Pour les ménages de cette catégorie, la mise en commun des ressources et de l’espace de vie est notamment tributaire du contexte démographique et socioéconomique, et les moyens mis en œuvre pour s’adapter et progresser sont des indicateurs pertinents pour mieux comprendre les relations familiales et la résilience de la famille.

De plus en plus d’aînés vivent avec leurs petits-enfants

Les relations intergénérationnelles sont en hausse au Canada. En effet, compte tenu du vieillissement de la population et de l’augmentation de l’espérance de vie, les générations se côtoient désormais un peu plus longtemps, ce qui favorise la création et la consolidation des liens. Selon Statistique Canada, les personnes de 65 ans ou plus représentent maintenant 16,9 % de la population totale; pour la première fois dans l’histoire canadienne, ils sont plus nombreux que le groupe des moins de 15 ans. L’espérance de vie atteint un sommet inégalé : à l’âge de 65 ans, les femmes peuvent espérer vivre encore 21,9 années (soit jusqu’à 87 ans) et les hommes encore 19,0 années (soit jusqu’à 84 ans).

La mobilité accrue de même que les progrès réalisés dans les domaines des soins à domicile, du transport public et des technologies d’assistance contribuent désormais à multiplier les possibilités pour les aînés en ce qui concerne le choix du lieu de résidence et du mode de vie. Par conséquent, ils sont de plus en plus nombreux à vivre sous le même toit que leurs enfants et leurs petits-enfants.

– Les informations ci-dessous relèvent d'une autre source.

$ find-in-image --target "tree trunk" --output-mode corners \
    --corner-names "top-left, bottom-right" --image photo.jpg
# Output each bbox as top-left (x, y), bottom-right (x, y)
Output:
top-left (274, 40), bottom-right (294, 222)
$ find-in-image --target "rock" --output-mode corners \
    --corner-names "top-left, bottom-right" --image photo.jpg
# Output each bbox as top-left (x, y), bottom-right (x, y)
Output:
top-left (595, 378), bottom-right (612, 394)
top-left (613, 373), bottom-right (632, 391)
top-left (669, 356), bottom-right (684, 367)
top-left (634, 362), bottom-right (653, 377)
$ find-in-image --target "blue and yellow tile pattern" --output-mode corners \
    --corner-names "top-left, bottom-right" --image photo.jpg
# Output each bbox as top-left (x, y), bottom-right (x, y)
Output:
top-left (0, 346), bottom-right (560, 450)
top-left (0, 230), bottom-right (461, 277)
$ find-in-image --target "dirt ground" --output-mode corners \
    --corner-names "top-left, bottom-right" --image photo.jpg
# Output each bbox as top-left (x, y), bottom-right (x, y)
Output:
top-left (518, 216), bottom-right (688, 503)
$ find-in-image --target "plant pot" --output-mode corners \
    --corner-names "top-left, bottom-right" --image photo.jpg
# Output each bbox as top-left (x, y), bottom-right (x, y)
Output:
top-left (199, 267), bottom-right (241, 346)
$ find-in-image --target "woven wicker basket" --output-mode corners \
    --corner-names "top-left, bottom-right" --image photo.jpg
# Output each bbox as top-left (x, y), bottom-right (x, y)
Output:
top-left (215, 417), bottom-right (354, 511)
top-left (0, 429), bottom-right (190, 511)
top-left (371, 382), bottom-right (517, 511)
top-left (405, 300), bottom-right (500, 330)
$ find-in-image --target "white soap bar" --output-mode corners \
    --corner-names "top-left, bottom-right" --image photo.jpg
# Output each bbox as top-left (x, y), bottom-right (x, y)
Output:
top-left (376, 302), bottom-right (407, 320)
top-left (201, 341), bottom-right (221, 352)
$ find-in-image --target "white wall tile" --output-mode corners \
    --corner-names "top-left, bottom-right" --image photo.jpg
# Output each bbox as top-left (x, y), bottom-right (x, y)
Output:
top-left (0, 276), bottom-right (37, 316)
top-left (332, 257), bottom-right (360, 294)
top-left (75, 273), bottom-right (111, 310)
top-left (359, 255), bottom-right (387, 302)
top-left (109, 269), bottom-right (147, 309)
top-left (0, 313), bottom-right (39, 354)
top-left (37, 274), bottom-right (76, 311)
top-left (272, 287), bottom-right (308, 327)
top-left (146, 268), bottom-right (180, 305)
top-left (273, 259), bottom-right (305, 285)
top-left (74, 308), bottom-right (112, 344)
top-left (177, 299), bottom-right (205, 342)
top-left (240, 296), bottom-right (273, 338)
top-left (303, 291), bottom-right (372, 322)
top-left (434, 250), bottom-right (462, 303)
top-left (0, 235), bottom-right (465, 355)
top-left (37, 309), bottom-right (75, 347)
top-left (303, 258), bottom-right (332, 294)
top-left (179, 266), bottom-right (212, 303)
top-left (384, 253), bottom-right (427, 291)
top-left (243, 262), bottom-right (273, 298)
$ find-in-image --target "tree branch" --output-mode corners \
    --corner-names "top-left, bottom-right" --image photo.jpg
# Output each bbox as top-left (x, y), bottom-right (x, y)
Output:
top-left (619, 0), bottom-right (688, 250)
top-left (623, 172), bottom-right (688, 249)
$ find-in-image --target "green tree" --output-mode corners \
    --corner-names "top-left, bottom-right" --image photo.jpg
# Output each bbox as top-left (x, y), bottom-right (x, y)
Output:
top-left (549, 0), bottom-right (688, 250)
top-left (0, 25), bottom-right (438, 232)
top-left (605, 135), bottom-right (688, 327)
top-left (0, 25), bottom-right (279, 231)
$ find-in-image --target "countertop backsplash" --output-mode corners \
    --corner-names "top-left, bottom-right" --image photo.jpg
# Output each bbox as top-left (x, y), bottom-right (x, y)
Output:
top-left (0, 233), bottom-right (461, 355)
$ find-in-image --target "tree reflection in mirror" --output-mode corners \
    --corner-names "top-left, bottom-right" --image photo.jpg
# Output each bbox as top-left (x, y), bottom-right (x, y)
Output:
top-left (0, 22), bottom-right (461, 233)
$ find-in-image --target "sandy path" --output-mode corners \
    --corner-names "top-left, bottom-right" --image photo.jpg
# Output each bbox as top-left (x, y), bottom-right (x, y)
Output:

Des études montrent que la proportion d’enfants de 14 ans ou moins vivant avec leurs grands-parents est en hausse. Ainsi, 4,8 % des enfants cohabitaient avec au moins un de leurs grands-parents en 2011 (par rapport à 3,3 % en 2001). La plupart du temps, les parents font aussi partie du portrait de famille, mais les données les plus récentes du Recensement de 2016 montrent que plus de 32 000 enfants vivent uniquement avec leurs grands-parents (c’est-à-dire sans les parents) au sein d’un ménage « sans génération intermédiaire » (en hausse de 8,3 % par rapport à 2011).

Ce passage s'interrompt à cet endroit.